Sunday, September 03, 2006

Stupid Conveniences

Before I was old enough to do chores around the house I was old enough to watch TV. On TV I learned that scrubbing the toilet was the worst job in the world and that laundry was really, really hard, especially if you liked to roll around in the grass and bleed.

Now that I am older I am convinced that people are just stupid. Scrubbing the toilet is neither difficult nor disgusting. If it is, than perhaps you had better look into some dietary changes instead of flooding the world with more cleaning chemicals. Laundry is a pain in the ass, but it isn't difficult. And there really is no reason to worry about ring around the collar. The one that really gets me, though is the pancake thing. You know, the late night commercial that insists that flipping pancakes is really fucking hard and no one should ever have to do it again. Are you kidding me? You can't flip a pancake? You need a whole new kitchen applaince for this?

Modern life is plagued with all kinds of hardships, some more distressing than others. Now Fido is too old, obese or tiny to join you on your couch or bed. There's a treatment for Restless Leg Syndrome for which, in the olden days, my Mom used to prescribe activity. Our bacon can never cook fast enough and we are apparently too sensitive to wind and cold and must go cross country skiing in climate controlled comfort with a television blasting. That's just so that we can catch glimpses of other things that will make our lives bigger and brighter and more out of touch with any kind of physical functioning.
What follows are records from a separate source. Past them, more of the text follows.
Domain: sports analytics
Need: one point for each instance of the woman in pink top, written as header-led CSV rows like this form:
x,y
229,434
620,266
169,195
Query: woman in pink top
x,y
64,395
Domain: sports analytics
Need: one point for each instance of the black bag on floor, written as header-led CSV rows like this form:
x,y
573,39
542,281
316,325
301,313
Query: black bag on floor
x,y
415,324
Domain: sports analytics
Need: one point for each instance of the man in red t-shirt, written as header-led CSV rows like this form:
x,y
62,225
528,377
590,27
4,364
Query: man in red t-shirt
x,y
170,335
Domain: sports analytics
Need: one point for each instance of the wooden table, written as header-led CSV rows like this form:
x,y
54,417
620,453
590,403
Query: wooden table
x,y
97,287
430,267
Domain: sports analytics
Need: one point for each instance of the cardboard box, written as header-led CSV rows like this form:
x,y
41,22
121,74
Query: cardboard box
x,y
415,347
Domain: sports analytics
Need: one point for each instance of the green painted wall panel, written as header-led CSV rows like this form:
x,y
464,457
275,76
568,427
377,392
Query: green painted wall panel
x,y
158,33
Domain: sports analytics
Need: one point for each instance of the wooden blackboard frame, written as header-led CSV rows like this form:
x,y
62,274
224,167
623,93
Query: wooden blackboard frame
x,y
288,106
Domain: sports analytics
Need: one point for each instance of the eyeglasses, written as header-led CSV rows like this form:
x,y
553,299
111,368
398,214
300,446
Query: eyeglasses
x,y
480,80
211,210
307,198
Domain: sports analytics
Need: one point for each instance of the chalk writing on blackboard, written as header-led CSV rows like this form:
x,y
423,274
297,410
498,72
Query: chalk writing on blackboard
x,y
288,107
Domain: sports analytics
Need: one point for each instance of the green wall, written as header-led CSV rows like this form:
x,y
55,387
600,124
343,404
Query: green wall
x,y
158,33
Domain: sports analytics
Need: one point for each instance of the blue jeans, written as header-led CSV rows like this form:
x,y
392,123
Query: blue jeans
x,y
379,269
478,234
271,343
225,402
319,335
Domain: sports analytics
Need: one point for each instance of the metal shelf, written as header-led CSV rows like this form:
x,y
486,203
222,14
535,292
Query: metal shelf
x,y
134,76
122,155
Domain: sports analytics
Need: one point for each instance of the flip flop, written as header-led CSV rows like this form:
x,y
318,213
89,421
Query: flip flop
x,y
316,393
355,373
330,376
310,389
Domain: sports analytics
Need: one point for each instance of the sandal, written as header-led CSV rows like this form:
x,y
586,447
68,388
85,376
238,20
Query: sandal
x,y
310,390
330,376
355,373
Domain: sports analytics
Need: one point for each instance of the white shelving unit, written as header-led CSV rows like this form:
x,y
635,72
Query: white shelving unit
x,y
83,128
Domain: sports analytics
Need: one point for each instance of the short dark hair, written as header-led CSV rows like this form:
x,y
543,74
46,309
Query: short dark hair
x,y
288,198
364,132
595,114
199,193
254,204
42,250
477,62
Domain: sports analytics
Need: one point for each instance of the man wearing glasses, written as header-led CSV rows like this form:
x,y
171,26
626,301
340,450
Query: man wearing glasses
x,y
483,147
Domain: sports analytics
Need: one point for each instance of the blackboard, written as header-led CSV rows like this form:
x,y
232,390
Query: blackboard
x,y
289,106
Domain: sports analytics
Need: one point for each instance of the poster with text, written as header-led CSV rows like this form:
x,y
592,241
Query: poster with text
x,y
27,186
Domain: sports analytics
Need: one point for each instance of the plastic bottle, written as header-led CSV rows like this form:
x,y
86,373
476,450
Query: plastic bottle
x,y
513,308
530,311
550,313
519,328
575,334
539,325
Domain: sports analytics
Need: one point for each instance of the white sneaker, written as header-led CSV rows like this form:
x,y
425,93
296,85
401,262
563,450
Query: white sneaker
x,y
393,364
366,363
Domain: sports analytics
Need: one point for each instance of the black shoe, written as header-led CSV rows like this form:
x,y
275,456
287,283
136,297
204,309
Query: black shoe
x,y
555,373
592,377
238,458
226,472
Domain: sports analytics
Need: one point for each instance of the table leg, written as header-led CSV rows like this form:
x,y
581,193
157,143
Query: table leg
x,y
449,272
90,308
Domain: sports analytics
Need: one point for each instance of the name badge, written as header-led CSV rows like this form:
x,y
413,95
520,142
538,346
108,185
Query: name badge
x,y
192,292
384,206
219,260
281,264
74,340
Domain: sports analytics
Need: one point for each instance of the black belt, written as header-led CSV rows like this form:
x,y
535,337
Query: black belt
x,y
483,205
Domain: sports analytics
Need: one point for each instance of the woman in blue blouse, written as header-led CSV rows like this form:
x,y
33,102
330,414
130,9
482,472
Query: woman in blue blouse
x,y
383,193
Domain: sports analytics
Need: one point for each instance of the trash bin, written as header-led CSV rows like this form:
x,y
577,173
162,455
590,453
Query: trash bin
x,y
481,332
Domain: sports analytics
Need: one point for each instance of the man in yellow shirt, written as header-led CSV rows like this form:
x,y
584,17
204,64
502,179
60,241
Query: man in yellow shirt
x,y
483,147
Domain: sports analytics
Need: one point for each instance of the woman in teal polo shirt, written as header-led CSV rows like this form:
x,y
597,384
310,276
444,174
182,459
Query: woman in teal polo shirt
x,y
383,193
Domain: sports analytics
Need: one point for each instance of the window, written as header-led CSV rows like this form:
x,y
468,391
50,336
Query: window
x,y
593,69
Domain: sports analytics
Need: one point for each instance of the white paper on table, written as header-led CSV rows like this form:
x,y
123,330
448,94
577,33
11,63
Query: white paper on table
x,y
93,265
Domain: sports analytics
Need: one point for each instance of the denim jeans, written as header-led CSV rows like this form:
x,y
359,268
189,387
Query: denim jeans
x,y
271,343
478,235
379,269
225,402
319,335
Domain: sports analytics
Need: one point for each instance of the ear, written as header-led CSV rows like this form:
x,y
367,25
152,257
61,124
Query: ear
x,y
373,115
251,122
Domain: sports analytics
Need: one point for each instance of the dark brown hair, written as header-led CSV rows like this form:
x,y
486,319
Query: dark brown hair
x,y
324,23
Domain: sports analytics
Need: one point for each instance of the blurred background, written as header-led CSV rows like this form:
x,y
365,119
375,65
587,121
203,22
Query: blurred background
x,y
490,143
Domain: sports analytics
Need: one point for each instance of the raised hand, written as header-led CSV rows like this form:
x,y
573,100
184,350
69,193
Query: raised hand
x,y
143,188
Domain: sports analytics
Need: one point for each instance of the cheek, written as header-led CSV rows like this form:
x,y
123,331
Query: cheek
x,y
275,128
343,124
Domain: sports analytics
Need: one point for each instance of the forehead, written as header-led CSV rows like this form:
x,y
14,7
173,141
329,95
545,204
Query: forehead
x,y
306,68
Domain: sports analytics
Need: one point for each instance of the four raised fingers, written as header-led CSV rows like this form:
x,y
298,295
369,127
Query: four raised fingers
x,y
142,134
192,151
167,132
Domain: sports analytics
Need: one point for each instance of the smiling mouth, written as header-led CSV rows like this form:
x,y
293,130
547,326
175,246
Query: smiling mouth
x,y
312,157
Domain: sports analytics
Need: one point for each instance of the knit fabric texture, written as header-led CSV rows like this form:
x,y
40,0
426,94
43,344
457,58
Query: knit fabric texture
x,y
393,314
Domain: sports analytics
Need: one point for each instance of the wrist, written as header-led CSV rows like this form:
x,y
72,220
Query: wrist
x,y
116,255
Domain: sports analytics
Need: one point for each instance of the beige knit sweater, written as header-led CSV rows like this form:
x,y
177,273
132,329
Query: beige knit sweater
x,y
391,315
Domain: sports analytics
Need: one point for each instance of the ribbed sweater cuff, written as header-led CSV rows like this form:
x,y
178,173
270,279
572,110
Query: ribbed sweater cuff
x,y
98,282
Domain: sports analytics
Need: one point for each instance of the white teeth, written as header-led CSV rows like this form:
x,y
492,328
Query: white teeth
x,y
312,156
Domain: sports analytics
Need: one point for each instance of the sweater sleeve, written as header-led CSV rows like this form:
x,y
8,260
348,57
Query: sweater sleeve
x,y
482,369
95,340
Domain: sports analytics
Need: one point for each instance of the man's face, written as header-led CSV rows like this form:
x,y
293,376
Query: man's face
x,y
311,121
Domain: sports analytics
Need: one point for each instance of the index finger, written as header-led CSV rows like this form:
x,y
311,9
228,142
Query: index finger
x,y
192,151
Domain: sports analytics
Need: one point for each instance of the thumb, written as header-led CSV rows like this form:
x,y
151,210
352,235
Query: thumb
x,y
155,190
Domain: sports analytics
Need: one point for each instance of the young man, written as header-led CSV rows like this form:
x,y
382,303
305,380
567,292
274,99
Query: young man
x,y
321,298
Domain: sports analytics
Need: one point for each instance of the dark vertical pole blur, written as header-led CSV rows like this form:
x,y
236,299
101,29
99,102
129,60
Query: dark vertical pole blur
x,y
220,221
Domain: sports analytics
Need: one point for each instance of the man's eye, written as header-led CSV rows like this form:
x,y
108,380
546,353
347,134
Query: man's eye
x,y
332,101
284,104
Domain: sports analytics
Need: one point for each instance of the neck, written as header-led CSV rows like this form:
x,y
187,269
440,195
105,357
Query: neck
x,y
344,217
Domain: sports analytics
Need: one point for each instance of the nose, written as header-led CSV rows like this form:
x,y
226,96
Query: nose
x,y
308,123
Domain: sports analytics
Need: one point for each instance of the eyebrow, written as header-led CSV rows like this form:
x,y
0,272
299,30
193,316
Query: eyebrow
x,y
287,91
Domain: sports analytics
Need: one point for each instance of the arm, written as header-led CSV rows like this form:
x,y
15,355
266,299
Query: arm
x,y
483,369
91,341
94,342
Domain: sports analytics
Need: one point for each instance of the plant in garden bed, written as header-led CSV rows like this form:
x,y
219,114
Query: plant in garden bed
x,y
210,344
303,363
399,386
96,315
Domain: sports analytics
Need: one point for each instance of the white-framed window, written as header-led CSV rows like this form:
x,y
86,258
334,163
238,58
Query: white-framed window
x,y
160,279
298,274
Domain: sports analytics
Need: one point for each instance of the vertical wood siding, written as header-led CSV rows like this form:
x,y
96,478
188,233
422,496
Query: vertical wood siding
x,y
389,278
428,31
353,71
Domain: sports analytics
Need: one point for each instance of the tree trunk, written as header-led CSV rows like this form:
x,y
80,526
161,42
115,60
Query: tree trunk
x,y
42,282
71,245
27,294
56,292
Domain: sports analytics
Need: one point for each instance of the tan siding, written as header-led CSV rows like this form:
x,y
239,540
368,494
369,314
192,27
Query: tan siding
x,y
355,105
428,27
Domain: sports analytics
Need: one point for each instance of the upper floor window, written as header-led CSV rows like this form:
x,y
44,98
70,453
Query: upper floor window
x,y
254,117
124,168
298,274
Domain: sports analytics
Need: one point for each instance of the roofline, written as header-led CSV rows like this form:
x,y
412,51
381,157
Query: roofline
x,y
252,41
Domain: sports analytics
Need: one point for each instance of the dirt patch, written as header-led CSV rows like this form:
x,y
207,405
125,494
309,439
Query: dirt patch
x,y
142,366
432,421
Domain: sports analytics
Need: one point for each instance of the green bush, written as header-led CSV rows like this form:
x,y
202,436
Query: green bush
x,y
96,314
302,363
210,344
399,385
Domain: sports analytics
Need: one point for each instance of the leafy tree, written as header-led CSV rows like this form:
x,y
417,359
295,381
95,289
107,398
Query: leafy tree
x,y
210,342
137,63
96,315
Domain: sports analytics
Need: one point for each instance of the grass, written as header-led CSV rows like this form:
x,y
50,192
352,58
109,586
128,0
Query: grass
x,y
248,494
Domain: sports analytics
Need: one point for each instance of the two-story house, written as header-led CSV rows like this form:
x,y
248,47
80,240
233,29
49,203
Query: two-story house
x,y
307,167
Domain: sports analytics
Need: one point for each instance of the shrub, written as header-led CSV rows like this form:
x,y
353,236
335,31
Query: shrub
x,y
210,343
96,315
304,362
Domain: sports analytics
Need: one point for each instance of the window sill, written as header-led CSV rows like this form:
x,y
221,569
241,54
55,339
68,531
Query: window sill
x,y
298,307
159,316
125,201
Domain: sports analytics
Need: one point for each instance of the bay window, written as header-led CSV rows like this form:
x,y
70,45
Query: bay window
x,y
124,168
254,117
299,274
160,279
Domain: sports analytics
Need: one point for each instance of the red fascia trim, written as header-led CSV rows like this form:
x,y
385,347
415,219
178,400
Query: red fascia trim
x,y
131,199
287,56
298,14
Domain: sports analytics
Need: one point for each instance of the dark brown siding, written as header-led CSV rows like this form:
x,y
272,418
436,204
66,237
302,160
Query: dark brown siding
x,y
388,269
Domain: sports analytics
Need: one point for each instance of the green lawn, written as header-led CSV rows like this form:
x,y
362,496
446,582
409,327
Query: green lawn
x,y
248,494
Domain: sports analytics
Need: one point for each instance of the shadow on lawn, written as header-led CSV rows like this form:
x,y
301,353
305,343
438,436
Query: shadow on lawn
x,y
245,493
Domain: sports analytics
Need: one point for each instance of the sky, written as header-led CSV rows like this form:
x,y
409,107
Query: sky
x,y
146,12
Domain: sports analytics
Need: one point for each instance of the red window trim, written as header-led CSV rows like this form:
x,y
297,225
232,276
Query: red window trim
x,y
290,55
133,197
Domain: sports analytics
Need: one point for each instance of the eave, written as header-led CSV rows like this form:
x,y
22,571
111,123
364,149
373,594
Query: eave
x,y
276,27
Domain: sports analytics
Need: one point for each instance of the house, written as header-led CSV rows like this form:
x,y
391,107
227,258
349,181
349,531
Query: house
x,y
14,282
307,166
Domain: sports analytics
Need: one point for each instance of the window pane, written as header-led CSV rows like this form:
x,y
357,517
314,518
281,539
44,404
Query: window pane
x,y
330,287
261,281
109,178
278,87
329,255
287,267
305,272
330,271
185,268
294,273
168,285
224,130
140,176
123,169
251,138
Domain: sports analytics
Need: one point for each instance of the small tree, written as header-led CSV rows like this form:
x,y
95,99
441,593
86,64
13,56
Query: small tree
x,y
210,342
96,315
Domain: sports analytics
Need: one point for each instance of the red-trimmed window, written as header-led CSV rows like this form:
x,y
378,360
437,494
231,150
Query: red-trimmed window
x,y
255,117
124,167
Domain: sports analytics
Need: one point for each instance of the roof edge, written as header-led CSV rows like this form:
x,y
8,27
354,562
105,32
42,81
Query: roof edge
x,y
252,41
Granted, I just spent a week in Vermont feeding chickens, milking cows, chasing after children, and building hotter than hell bonfires. (Oh! She was a gorgeous fire!) We had to deal with the tragic passing of a pet fish and a pet chicken and we learned that when you throw a big rock straight up in the air that it will more than likely land on your head and leave you with a huge lump. We had no difficulties boiling water for hard boiled eggs on a wood burning stove. Our bacon crisped up nicely in a regular old frying pan. We built a chicken coop using some young trees from the grove, some loose stones, nails and chicken wire. We lit the bonfire without any fancy flammable liquids and we didn't even have a television to tell us how we were handling all this stuff all wrong.

I'm happier than hell to be back in my dusty Brooklyn home, but it was nice to have access to a little country wisdom for a week. That, and I brought home some killer fucking cheese.

2 Comments:

Blogger X said...

Take it from someone who grew up in a drafty farm house heated by a wood stove, and who plucked the feathers off of Sunday dinner on Saturday afternoon, country wisdom ain't exactly all it's cracked up to be. You'll pry my dishwasher from my cold dead hands.

5:29 PM  
Blogger Unknown said...

And most farmers start their bonfires with diesel and used motor oil.